Penghargaan R. Soeprapto Award tersebut diserahkan langsung oleh Jaksa Agung RI ST Burhanuddin kepada Anas di Bogor, Kamis (11/01).
“Kementerian PANRB berterima kasih atas penghargaan ini, sebagai bukti kolaborasi antar-kementerian/lembaga dalam mewujudkan reformasi birokrasi serta penataan kelembagaan yang efektif di lingkungan Kejaksaan sebagai salah satu ujung tombak sektor hukum di Tanah Air,” kata Anas dalam keterangan resminya.
Anas mengapresiasi kiprah Jaksa Agung selama ini yang memiliki komitmen kuat dalam mewujudkan penataan hukum yang berkeadilan serta pelayanan publik yang lebih baik.
Seperti, kata Anas bagaimana Kejaksaan mendorong tumbuhnya Kampung-kampung Restorative Justice hingga ke desa-desa sebagai bagian dari edukasi sekaligus transformasi penanganan masalah hukum.

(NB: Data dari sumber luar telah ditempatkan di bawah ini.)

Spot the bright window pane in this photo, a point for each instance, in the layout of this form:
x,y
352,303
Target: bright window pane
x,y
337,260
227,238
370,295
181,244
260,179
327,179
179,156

“Dalam beberapa kunjungan ke daerah, saya melihat praktik inovasi tersebut sangat bagus,” ujarnya
Atas berbagai prestasi dan kinerja Kejaksaan, lanjut Anas, Kementerian PANRB juga memberikan dukungan dengan formasi rekrutmen calon ASN dalam jumlah yang cukup banyak, sehingga Kejaksaan memiliki talenta baru untuk mengakselerasi reformasi birokrasi, termasuk digitalisasi.
“Maka pada rekrutmen CASN 2023, Kejaksaan mendapat formasi yang besar, bahkan salah satu yang terbesar, dengan hampir 8.000 formasi. Semoga tambahan jaksa dan talenta terkait lainnya mampu mendukung kinerja reformasi birokrasi dan pelayanan publik Kejaksaan,” papar Anas.
Disisi lain, Menteri Anas juga menyampaikan sejumlah arahan Presiden Jokowi terkait percepatan transformasi digital yang saat ini tengah dikerjakan Kementerian PANRB bersama kementerian terkait. Salah satu harapan Presiden adalah agar Kejaksaan RI bisa turut andil mendukung transformasi digital di wilayah kerjanya.
“Harapan Presiden di Kejaksaan bisa cepat menginteroperabilitaskan ratusan aplikasi ke dalam satu portal layanan publik. Sehingga dengan demikian rakyat akan semakin mudah untuk mendapatkan layanan,” ungkapnya.
Menteri Anas menegaskan transformasi digital yang dilakukan bukanlah tentang penambahan aplikasi namun menekankan pada interoperabilitas aplikasi yang ada. Anas juga menyebut Indonesia akan segera memiliki Government Technology atau ‘GovTech’ yang bakal mengakselerasi percepatan penerapan digital pada sektor pemerintah.
Perlu diketahui, nama R. Soeprapto Award merujuk pada sosok R. Soeprapto yang merupakan Jaksa Agung pada tahun 1951 hingga 1959. Atas jasa dan perjuangannya, R. Soeprapto ditetapkan sebagai “Bapak Kejaksaan RI”.